Every major test-prep provider boasts about the sheer volume of their video libraries, advertising hundreds of hours of lecture content as a premium feature. This metric is a psychological trap designed to equate quantity with readiness. In reality, excessive video runtime increases your cognitive load, forcing you to filter out hours of filler rather than consolidating core concepts.
The Economics of Video Inflation
Course developers face a pricing dilemma where brief, high-efficiency modules are difficult to sell at premium rates. To justify a high price tag, they stretch three hours of high-yield syllabus content into thirty hours of sluggish, repetitive lecturing.
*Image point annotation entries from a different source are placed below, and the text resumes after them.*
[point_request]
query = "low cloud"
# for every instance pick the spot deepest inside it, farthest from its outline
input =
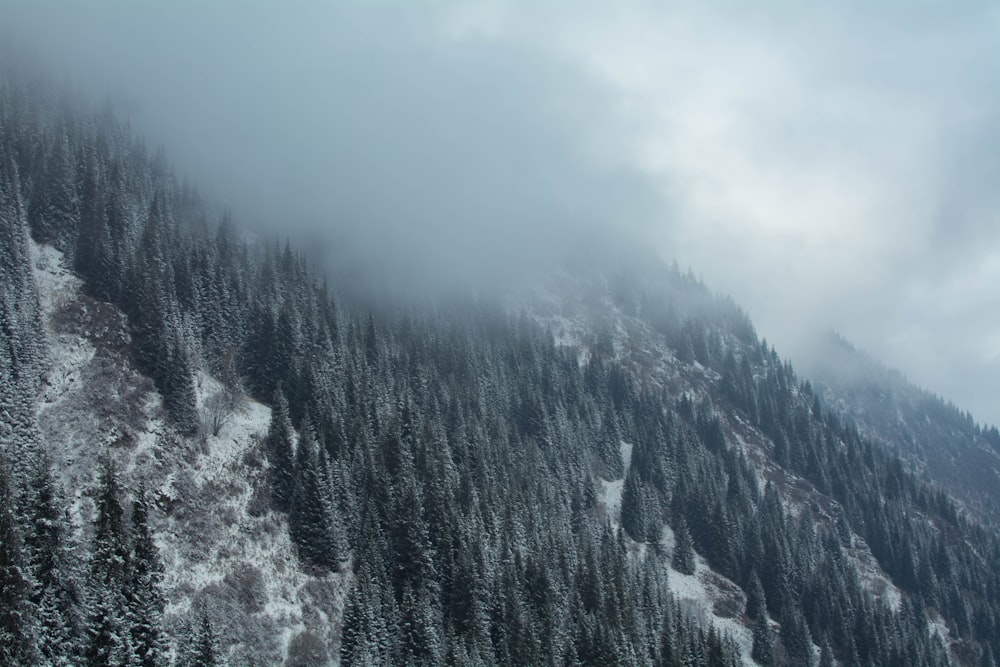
(829, 165)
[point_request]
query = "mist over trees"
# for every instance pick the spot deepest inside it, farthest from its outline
(449, 460)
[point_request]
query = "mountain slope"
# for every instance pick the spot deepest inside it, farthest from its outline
(941, 443)
(221, 548)
(609, 469)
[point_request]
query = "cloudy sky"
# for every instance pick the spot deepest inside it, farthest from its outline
(829, 164)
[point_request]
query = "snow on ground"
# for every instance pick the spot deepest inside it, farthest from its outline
(611, 491)
(707, 594)
(222, 548)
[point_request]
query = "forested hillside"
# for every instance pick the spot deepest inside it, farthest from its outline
(461, 467)
(946, 445)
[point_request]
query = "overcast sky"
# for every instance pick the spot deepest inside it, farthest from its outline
(829, 164)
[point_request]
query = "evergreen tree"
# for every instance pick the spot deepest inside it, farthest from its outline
(17, 637)
(147, 601)
(313, 519)
(683, 557)
(763, 641)
(280, 453)
(110, 643)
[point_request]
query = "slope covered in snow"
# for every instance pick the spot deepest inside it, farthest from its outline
(225, 552)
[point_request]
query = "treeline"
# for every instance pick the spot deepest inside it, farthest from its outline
(452, 458)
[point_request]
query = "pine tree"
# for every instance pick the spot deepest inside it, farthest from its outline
(280, 453)
(683, 557)
(17, 639)
(763, 641)
(57, 591)
(313, 519)
(147, 601)
(110, 643)
(206, 651)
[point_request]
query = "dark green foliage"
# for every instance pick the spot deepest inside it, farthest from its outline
(146, 600)
(17, 643)
(109, 632)
(314, 520)
(280, 454)
(455, 457)
(683, 556)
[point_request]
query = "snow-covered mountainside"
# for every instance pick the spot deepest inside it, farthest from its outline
(217, 456)
(937, 439)
(223, 549)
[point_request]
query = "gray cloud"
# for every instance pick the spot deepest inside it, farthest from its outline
(830, 165)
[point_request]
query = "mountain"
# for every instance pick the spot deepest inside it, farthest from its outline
(211, 455)
(942, 444)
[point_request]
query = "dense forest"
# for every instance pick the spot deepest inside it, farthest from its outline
(449, 459)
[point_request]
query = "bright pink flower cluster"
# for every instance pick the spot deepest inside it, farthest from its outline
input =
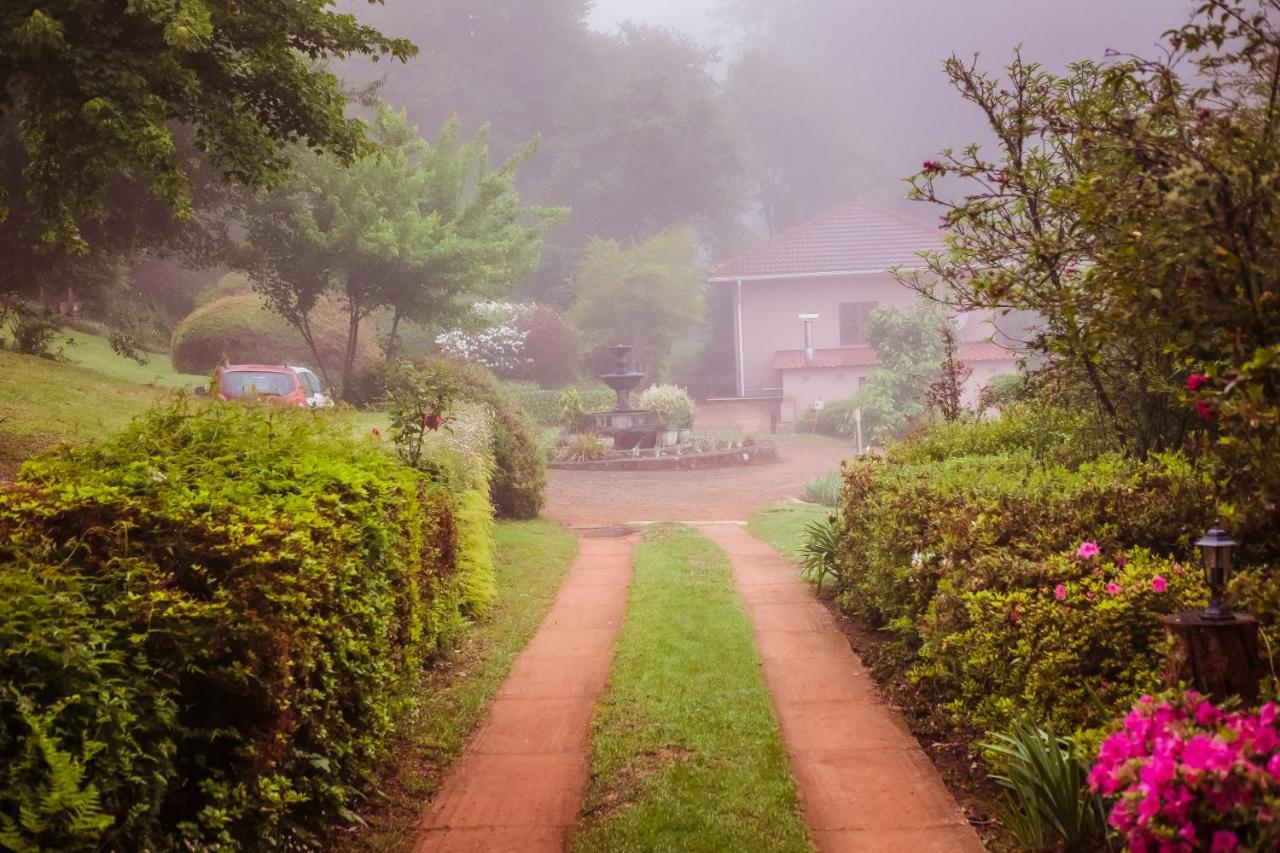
(1185, 775)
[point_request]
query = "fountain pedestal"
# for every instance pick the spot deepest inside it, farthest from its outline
(629, 427)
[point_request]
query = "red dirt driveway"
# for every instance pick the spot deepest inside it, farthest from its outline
(597, 498)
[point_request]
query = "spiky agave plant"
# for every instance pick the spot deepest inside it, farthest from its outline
(1048, 802)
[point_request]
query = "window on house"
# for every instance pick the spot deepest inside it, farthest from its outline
(853, 323)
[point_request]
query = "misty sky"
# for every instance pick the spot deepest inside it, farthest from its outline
(894, 49)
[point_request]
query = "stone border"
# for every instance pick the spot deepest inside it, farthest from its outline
(749, 455)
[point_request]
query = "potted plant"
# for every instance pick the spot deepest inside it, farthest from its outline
(673, 409)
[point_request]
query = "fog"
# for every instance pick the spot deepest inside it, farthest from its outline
(886, 56)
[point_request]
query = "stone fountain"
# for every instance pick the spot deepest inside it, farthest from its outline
(629, 427)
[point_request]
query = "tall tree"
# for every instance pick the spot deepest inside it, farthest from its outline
(414, 227)
(645, 295)
(101, 86)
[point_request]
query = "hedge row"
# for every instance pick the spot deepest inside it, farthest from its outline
(211, 623)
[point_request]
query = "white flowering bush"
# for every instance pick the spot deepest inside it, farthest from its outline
(494, 338)
(671, 404)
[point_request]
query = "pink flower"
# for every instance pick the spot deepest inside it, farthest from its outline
(1225, 842)
(1088, 551)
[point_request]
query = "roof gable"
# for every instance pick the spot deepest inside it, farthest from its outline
(851, 238)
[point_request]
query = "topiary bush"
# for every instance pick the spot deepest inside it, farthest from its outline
(211, 624)
(238, 328)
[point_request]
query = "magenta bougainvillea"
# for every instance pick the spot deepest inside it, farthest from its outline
(1187, 775)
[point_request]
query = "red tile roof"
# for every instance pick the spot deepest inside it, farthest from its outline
(851, 238)
(865, 356)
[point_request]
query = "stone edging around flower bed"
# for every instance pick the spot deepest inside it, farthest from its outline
(752, 455)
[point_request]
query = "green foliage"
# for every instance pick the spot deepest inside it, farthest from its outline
(824, 489)
(241, 329)
(211, 624)
(1050, 806)
(645, 295)
(819, 552)
(672, 405)
(101, 91)
(519, 477)
(434, 220)
(586, 447)
(959, 557)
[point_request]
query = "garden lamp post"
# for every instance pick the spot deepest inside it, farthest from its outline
(1216, 547)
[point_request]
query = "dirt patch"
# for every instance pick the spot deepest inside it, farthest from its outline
(954, 753)
(624, 787)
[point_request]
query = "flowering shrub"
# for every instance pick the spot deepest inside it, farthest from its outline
(672, 405)
(496, 341)
(1068, 652)
(1185, 775)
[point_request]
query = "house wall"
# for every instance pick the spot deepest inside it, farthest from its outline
(801, 388)
(769, 313)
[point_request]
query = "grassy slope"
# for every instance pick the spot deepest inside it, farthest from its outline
(782, 524)
(531, 557)
(685, 751)
(90, 392)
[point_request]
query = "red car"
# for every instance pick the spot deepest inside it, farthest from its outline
(277, 384)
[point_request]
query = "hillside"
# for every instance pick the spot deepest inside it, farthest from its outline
(90, 392)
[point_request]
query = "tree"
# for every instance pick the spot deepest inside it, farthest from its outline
(1016, 242)
(644, 295)
(412, 227)
(946, 392)
(101, 89)
(1183, 203)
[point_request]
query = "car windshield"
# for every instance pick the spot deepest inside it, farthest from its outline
(309, 382)
(251, 383)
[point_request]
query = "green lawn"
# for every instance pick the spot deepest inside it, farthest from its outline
(531, 557)
(685, 752)
(782, 524)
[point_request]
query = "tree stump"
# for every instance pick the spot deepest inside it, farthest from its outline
(1217, 657)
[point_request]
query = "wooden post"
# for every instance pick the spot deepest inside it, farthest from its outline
(1217, 657)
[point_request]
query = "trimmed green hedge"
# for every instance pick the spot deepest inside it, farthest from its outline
(543, 405)
(241, 329)
(960, 559)
(211, 623)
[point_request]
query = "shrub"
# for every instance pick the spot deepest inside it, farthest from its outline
(240, 328)
(960, 559)
(211, 624)
(1183, 774)
(545, 406)
(586, 447)
(672, 405)
(551, 347)
(519, 479)
(824, 489)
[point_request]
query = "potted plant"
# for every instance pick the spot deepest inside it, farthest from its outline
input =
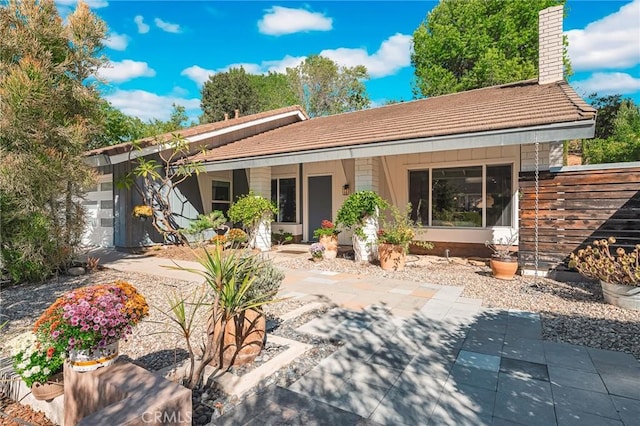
(359, 213)
(256, 214)
(87, 323)
(504, 263)
(619, 274)
(39, 364)
(327, 235)
(142, 212)
(396, 232)
(317, 252)
(240, 282)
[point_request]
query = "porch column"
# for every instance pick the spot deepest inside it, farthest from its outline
(367, 174)
(260, 184)
(367, 179)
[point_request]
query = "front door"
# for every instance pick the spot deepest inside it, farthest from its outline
(320, 195)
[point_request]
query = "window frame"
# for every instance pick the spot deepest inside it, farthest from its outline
(430, 168)
(277, 197)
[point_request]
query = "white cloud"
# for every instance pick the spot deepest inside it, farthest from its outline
(283, 20)
(167, 26)
(611, 42)
(116, 41)
(117, 72)
(147, 106)
(608, 84)
(94, 4)
(197, 74)
(142, 27)
(394, 53)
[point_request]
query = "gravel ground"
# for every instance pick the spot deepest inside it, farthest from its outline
(571, 312)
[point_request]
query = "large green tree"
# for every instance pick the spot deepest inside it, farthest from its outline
(224, 92)
(623, 144)
(325, 88)
(48, 115)
(463, 45)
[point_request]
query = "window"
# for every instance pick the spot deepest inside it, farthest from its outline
(283, 193)
(220, 195)
(419, 196)
(499, 194)
(454, 196)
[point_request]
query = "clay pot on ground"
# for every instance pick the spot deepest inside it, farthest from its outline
(243, 339)
(47, 391)
(330, 243)
(504, 268)
(392, 257)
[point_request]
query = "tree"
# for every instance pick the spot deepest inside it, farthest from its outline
(225, 92)
(274, 91)
(608, 107)
(47, 118)
(624, 142)
(324, 88)
(465, 45)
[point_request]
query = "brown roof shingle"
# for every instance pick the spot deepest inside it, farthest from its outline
(507, 106)
(194, 131)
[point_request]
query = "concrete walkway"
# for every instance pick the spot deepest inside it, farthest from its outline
(420, 354)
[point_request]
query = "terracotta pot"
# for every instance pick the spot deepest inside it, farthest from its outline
(623, 296)
(243, 338)
(89, 360)
(504, 268)
(330, 243)
(47, 391)
(392, 257)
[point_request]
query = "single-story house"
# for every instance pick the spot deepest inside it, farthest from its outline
(456, 158)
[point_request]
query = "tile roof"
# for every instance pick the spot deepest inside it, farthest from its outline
(194, 131)
(515, 105)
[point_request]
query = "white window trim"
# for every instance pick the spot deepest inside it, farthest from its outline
(470, 163)
(297, 183)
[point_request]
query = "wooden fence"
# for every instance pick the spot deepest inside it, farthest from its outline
(578, 205)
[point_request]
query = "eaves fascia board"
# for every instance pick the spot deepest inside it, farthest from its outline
(153, 149)
(517, 136)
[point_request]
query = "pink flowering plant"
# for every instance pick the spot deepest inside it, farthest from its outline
(92, 317)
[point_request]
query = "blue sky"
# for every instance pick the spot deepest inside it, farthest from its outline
(162, 51)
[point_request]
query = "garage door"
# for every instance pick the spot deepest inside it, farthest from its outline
(99, 206)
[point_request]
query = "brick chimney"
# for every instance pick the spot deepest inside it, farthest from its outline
(550, 66)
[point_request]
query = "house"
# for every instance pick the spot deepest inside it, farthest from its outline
(456, 158)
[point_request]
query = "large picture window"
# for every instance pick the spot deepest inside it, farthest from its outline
(283, 193)
(220, 195)
(462, 196)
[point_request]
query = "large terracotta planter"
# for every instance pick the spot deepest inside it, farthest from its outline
(47, 391)
(243, 339)
(330, 243)
(504, 268)
(392, 257)
(623, 296)
(89, 360)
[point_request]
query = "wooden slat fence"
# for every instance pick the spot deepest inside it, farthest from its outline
(578, 205)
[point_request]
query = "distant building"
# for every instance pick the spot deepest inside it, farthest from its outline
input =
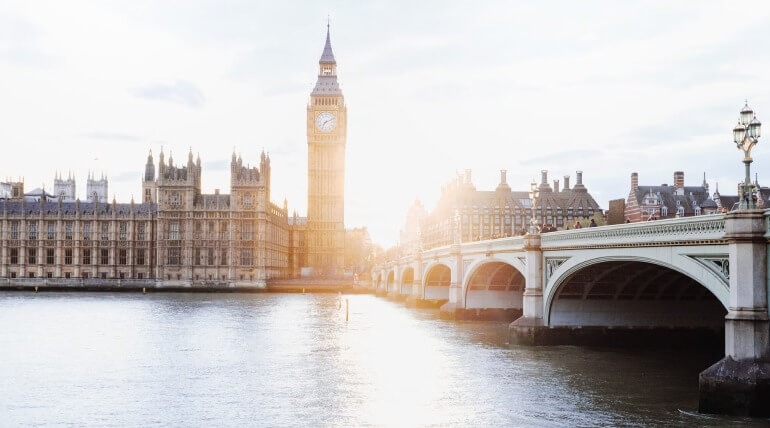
(616, 211)
(97, 190)
(11, 189)
(65, 189)
(474, 215)
(410, 234)
(653, 202)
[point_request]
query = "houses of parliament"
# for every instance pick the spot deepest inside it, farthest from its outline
(176, 234)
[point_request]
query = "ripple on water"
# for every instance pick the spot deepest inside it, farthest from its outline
(291, 359)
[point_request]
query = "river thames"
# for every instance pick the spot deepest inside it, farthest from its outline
(292, 360)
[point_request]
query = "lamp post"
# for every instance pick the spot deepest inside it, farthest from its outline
(534, 194)
(746, 135)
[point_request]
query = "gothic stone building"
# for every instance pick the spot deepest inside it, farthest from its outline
(503, 212)
(653, 202)
(178, 235)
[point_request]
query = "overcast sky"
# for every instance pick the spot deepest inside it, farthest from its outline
(431, 88)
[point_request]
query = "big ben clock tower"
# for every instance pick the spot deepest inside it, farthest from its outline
(326, 133)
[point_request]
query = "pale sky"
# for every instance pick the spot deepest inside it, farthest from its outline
(431, 87)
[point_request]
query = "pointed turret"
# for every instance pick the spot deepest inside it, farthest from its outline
(149, 168)
(327, 71)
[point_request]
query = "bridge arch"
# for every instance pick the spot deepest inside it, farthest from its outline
(407, 279)
(622, 291)
(436, 281)
(494, 284)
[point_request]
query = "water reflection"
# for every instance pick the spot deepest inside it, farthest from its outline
(292, 359)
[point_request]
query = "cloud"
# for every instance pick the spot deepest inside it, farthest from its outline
(20, 44)
(126, 176)
(115, 136)
(179, 91)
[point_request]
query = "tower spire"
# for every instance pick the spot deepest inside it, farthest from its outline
(328, 56)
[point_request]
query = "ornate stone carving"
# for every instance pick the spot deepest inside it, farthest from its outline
(705, 228)
(719, 264)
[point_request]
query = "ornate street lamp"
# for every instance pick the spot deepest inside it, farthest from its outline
(746, 135)
(534, 194)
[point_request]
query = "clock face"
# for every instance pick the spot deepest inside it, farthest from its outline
(325, 121)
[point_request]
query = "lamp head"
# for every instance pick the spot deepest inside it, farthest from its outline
(739, 133)
(746, 114)
(755, 128)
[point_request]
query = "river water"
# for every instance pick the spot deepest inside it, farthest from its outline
(292, 360)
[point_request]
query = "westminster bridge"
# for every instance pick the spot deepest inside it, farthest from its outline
(686, 275)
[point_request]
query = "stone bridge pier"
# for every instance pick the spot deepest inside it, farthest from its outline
(691, 281)
(740, 382)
You pay twice for this inflation: once with your credit card, and again with your limited study hours.
Extracting Value from Bloated Curriculums
To survive these bloated courses, change how you consume them by treating lectures as reference materials rather than linear paths. Skip the passive video streams entirely and head straight for the practice question bank first. Only watch a specific video segment when a targeted diagnostic error proves you lack the underlying framework.
Your Actionable Diagnostic Protocol
Map the syllabus against the official examiner guidelines before you open any commercial courseware. Identify the high-yield sections that carry sixty percent of the exam weight and ruthlessly ignore the low-priority decorative lectures. Your goal is rapid active recall, not a passive certificate of video completion.